On Fri, Jun 2, 2017 at 12:46 PM, <valdis.kletni...@vt.edu> wrote:

> On Fri, 02 Jun 2017 15:11:36 -0000, Rod Beck said:
> > Landing stations can be 10 to 30 kilometers from the beach manhole. I
> don't
> > think it is big concern. Hibernia Atlantic dublin landing station is a
> good
> > example.
> So 100% of those beach manholes are watertight and safe from flooding, and
> don't contain any gear that will get upset if it does in fact end up with
> salt water in there?
> This listing for landing points in Japan seems to call out a hell of a lot
> of
> specific buildings that are nowhere near 10 to 30 km inland:
> https://www.google.com/maps/d/viewer?mid=1Siy5qBMoFyBUlSFNHdHDpGAkIR0
> Singapore: Right on the water.
> http://www.streetdirectory.com/sg/singapore-cable-
> landing-station/1-changi-north-rise-498817/8118_79569.html
> Hong Kong:  More of same (though with its hills, some of the 8 sites may
> actually be a bit above sea level even though they're 2 blocks from water)
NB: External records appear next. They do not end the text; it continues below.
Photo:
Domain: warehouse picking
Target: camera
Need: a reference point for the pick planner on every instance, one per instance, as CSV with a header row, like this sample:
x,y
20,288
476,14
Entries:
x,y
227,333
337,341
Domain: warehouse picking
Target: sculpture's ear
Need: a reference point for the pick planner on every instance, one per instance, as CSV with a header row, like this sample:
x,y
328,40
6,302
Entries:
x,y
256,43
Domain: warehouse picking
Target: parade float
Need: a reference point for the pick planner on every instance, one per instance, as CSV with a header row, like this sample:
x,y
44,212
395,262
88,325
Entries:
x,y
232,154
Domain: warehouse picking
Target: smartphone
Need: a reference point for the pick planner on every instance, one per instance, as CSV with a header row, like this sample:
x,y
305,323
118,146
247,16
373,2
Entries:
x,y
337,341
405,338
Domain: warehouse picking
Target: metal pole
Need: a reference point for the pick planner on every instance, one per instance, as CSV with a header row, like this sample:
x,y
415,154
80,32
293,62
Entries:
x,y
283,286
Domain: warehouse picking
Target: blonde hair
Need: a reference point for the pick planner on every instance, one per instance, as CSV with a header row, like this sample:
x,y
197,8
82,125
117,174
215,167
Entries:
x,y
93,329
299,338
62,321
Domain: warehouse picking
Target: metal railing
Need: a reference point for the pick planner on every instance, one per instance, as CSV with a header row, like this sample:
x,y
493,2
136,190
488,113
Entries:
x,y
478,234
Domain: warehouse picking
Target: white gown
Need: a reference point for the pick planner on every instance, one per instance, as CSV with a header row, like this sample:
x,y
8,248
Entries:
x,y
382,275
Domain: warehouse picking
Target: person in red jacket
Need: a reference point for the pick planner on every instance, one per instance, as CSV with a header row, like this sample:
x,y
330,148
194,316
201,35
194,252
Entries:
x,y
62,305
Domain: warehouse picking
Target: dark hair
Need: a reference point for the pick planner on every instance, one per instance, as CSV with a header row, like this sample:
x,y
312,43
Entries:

> http://www.ofca.gov.hk/en/industry_focus/telecommunications/facility_
> based/infrastructures/submarine_cables/index.html
> Cryptome has a bunch of older images that tend to indicate that a lot of
> buildings right on the water in New Jersey and Long Island are involved:
> https://cryptome.org/eyeball/cable/cable-eyeball.htm
is this a case of 'wherer the cable gets dry' vs 'where the electronics
doing cable things lives' ?
aren't (normally) the dry equipment locations a bit inland and then have
last-mile services from the consortium members headed inland to their
respective network pops?

> And that's just in the first 3 pages returned by Google for "cable landing
> station
> map".
> The experience of the Manhattan phone system when the conduits and
> basements
> flooded during Sandy tends to indicate that we *are* in for similar
> surprises over the coming decades.